Perhaps this explains the myriad problems of the current system, such as soaring tuition, unprecedented student loan debt, ignorant college graduates, and a generally unskilled and undisciplined youth population comprising a lackluster, unreliable workforce. The list goes on.

What to do?

First, depoliticize accreditation. Check: The Executive Order bans “diversity, equity, and inclusion” initiatives (DEI) as part of school assessments. Pernicious diversity ideology has displaced real learning in many—maybe even most—American schools. As parents, students, and graduates say, schools now indoctrinate rather than educate. Trump's EO seeks to end to the endless politicization.

Second, help new accreditors—and therefore new colleges—enter the field. Check again: The EO facilitates the recognition of new accreditors, streamlining and expediting the process by which the Education Department formally acknowledges newcomers.

Third, ensure that federally funded colleges and universities are not breaking the law—especially that they are not discriminating on the basis of race as directed by the United States Supreme Court in its 2023 opinion, Students for Fair Admission v. Harvard, which forbid the use of racial preferences in admissions. Race-based identity politics does not belong in any American school. Accreditors should not participate in this grievance machine, nor should they allow colleges to take part. Check number three.

In short, the accreditation reforms in Trump's Order are all to the good.

The President is also serious about exposing foreign influence in American education, including from countries of concern such as China.

Federal law already requires colleges and universities to report foreign gifts if they're over $250,000.

But schools ignore the law!

During the first Trump administration, the Education Department's General Counsel Reed Rubinstein issued an October 2020 report on this topic, finding that over $6 billion in foreign money given to American schools went completely unreported. Former Education Secretary Betsy DeVos was in the process of putting a stop to this noncompliance. Trump appears now to be building on that prior work.

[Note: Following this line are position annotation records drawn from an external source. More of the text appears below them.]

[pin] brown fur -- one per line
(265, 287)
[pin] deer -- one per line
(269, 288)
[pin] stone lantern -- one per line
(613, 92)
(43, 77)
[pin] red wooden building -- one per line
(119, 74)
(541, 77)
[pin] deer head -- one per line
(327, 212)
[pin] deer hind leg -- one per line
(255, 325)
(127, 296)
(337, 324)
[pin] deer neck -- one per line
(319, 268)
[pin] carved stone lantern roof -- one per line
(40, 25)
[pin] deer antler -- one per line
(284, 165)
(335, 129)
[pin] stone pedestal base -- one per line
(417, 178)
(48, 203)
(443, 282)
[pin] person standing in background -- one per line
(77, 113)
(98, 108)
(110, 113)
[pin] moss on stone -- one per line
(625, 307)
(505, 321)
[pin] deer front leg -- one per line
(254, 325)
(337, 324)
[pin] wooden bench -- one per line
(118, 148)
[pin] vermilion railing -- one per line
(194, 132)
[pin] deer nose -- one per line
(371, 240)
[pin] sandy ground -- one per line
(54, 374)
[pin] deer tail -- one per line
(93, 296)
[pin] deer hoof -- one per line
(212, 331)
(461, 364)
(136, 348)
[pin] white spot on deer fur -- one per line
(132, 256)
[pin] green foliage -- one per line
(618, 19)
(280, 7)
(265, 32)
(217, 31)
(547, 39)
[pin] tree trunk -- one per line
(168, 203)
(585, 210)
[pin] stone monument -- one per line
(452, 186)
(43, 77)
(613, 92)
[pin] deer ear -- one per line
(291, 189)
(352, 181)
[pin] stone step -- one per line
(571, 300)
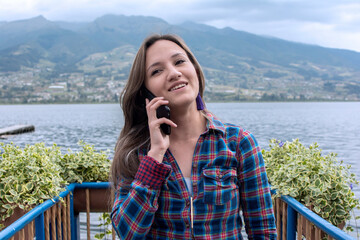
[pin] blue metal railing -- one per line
(37, 214)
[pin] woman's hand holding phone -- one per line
(158, 139)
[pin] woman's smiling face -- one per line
(170, 73)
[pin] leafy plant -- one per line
(320, 182)
(105, 220)
(87, 165)
(36, 173)
(28, 176)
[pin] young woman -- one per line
(194, 182)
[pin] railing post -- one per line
(291, 223)
(39, 227)
(74, 220)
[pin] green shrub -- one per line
(37, 173)
(320, 182)
(28, 176)
(87, 165)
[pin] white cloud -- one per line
(329, 23)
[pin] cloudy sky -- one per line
(328, 23)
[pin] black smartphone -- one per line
(162, 111)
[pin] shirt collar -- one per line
(214, 123)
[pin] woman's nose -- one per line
(174, 74)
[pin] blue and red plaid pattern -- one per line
(228, 175)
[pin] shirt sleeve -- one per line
(255, 194)
(135, 206)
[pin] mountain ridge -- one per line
(245, 65)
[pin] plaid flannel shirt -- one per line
(228, 175)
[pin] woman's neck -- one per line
(190, 124)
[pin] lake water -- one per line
(335, 126)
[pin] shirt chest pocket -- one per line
(220, 185)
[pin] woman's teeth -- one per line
(178, 86)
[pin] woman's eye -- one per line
(155, 72)
(179, 61)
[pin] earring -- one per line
(199, 102)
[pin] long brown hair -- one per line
(135, 133)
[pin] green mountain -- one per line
(238, 65)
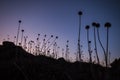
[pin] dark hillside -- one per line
(17, 64)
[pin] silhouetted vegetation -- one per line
(17, 64)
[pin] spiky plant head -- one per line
(56, 37)
(87, 27)
(107, 24)
(80, 13)
(67, 41)
(94, 24)
(22, 30)
(97, 25)
(45, 35)
(38, 34)
(89, 41)
(51, 35)
(19, 21)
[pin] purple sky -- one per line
(60, 18)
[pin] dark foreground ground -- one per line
(17, 64)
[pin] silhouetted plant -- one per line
(67, 51)
(89, 42)
(18, 31)
(79, 33)
(95, 44)
(22, 36)
(107, 25)
(98, 35)
(25, 42)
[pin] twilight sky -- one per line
(60, 18)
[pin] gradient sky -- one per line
(60, 18)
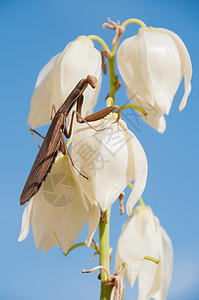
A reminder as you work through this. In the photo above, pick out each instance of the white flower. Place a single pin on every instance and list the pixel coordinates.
(59, 77)
(143, 236)
(152, 64)
(111, 159)
(59, 211)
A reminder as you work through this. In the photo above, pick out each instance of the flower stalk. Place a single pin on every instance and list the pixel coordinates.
(104, 255)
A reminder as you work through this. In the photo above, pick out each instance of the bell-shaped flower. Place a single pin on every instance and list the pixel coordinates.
(59, 211)
(143, 236)
(152, 64)
(111, 159)
(59, 77)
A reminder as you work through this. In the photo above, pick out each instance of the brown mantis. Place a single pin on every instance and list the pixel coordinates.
(54, 139)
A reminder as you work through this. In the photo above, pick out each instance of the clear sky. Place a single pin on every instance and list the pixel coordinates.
(31, 32)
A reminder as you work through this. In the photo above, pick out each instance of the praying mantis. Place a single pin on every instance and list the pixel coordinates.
(54, 139)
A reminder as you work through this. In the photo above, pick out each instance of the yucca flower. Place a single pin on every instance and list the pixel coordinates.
(111, 159)
(59, 211)
(152, 64)
(59, 77)
(143, 236)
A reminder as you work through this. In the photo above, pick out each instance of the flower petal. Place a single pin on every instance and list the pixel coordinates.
(58, 206)
(154, 116)
(42, 97)
(51, 242)
(140, 172)
(186, 65)
(138, 239)
(165, 67)
(166, 265)
(59, 77)
(26, 221)
(134, 49)
(104, 158)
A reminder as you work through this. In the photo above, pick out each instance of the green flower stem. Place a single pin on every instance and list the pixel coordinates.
(135, 107)
(111, 63)
(133, 20)
(104, 255)
(100, 40)
(80, 245)
(141, 202)
(155, 260)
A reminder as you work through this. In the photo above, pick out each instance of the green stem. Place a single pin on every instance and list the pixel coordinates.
(134, 107)
(104, 255)
(80, 245)
(133, 20)
(111, 63)
(100, 40)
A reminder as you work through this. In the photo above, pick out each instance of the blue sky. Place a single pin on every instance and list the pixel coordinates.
(31, 32)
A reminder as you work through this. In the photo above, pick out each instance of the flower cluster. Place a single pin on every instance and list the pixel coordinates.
(105, 156)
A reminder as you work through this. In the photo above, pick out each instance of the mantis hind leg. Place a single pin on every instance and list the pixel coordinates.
(32, 131)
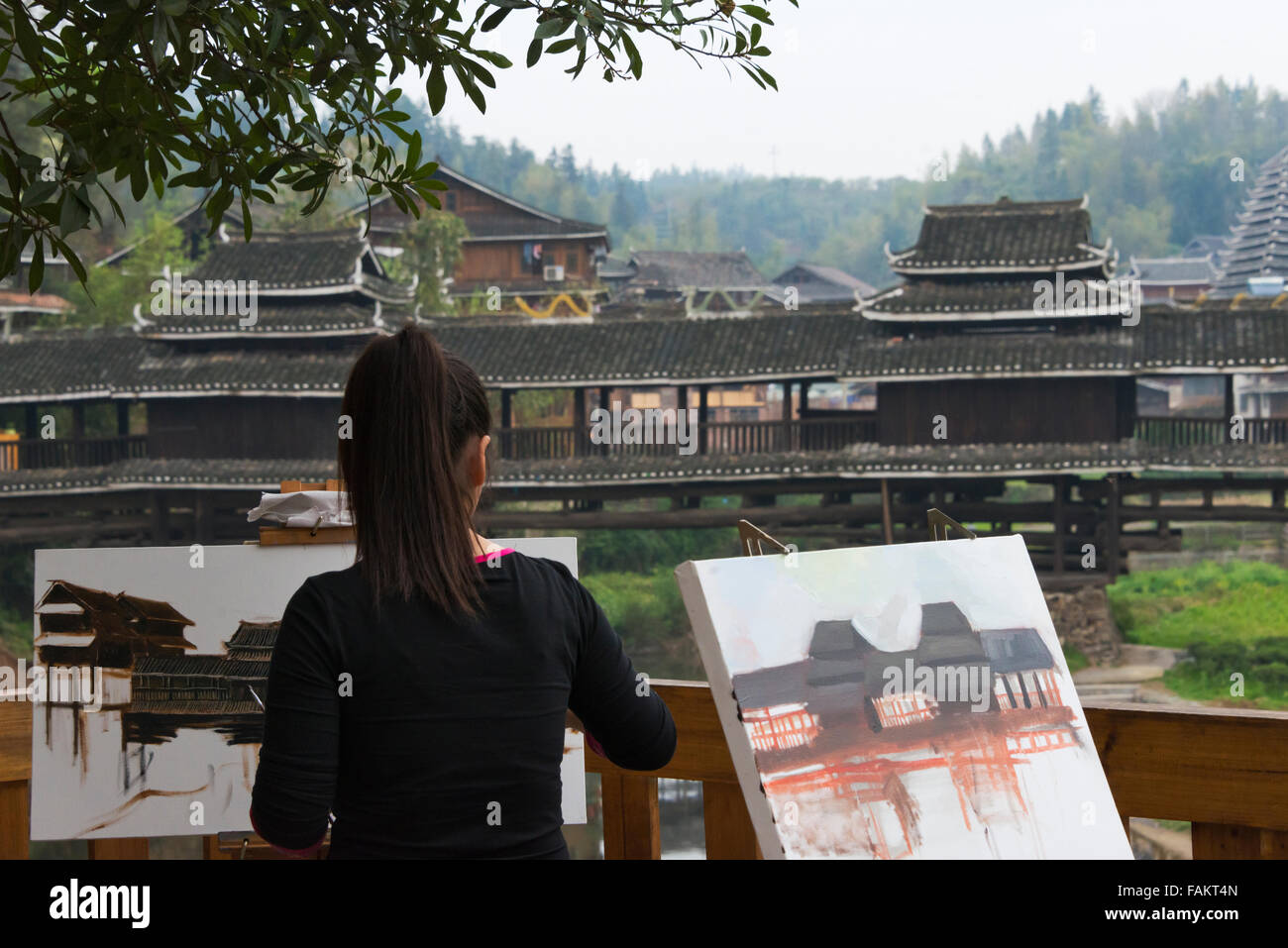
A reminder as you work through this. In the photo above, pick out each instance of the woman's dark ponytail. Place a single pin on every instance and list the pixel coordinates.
(412, 411)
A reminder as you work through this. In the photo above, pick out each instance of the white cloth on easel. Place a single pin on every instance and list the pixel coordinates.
(303, 509)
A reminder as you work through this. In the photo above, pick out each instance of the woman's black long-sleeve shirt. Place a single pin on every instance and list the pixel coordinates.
(429, 736)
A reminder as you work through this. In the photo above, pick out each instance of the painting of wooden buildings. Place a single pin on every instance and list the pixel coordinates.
(967, 385)
(150, 672)
(957, 741)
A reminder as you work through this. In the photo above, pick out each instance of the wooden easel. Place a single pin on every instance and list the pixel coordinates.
(754, 543)
(249, 845)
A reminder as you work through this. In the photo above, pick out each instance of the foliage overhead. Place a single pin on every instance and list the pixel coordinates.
(1155, 176)
(246, 97)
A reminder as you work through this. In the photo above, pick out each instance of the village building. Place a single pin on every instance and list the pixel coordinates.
(967, 385)
(1254, 258)
(816, 283)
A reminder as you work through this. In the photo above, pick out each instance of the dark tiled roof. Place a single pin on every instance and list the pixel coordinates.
(1203, 245)
(1214, 338)
(1008, 236)
(526, 227)
(658, 352)
(1102, 350)
(67, 364)
(928, 300)
(681, 269)
(522, 220)
(815, 282)
(1166, 340)
(649, 351)
(304, 261)
(300, 263)
(163, 369)
(1172, 269)
(857, 462)
(1257, 247)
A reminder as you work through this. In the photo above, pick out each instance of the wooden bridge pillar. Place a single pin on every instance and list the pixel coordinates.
(702, 417)
(1113, 527)
(581, 434)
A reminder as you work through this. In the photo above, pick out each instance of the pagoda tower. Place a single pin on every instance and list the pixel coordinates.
(1257, 245)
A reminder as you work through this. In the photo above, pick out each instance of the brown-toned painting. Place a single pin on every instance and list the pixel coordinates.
(901, 702)
(151, 677)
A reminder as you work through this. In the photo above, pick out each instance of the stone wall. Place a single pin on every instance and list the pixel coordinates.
(1082, 620)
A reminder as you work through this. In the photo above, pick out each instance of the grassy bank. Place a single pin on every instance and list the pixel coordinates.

But the President is also picking up the ball from the House of Representatives, which last month passed the DETERRENT Act or HR 1048 (Defending Education Transparency and Ending Rogue Regimes Engaging in Nefarious Transactions Act), now pending in the Senate. The Act reduces the reporting threshold from $250,000 to $50,000. Funds from countries of concern, such as China, must be reported for any value more than $0. The Act also requires gifts to individual faculty and staff to be disclosed.

Trump's EO additionally threatens to freeze federal grants at noncompliant schools and directs Education Secretary Linda McMahon to reverse Biden's actions that “allow universities to obscure details regarding foreign funding.”

In brief, good news from Trump's Executive Orders on reforms for accreditation and for the reporting of foreign money in American higher education.